Стараясь ничего не показывать, небрежным движением бывалого человека Денис зарядил пистолет, передёрнул затвор, поставил на предохранитель, убрал со второй обоймой в набедренную сумку. Всё это время он косился на мать, но Валерия Вадимовна разложила на своём краю стола какие-то бумаги и на оружие посмотрела лишь мельком. Впрочем, у неё на ремне тоже висел 442-й «байкал» в белой кобуре. А 441-й, надо полагать, у отца под формой…
Отец между тем уже разложил на столе свой бумажник. Денис с интересом сунулся ближе. Оказалось, что отец обналичил где-то выданный ему аккредитив — и мальчишка с ещё большим интересом, чем форму семиреченца, рассматривал здешние деньги.
Деньги тут тоже назывались рубли — копеек и вообще металлических монет не было. Но здешние рубли здорово отличались от привычных Денису имперских. Во-первых, они были квадратные и большие, а не прямоугольные и всего с ладонь (и это был как раз минус — Денис недавно обзавёлся бумажником, очень им гордился, а теперь получалось, что купюры не полезут туда).
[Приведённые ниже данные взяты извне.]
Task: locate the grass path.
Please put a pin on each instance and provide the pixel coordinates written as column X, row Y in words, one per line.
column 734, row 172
А во-вторых — были куда красочнее имперских рублей, выдержанных в сумрачной сине-вишнёвой гамме, со строгим геометрическим орнаментом, стилизованными "под кириллицу" цифрами и надписями и хмуро-медальными фасами Петра I, Екатерины II, Жукова, Пушкина, Ломоносова, Столыпина… Здешние рубли были разноцветные, как калейдоскоп: ярко-жёлтые, огненно-красные, густо-синие, да ещё и в переливчатых разноцветных разводах и пятнах, вместо портретов — красивые сочные пейзажи, имевшие стереоскопическую глубину. Смешили цифры — ни одной бумажки ниже ста рублей, были по миллиону и по сто миллионов!!!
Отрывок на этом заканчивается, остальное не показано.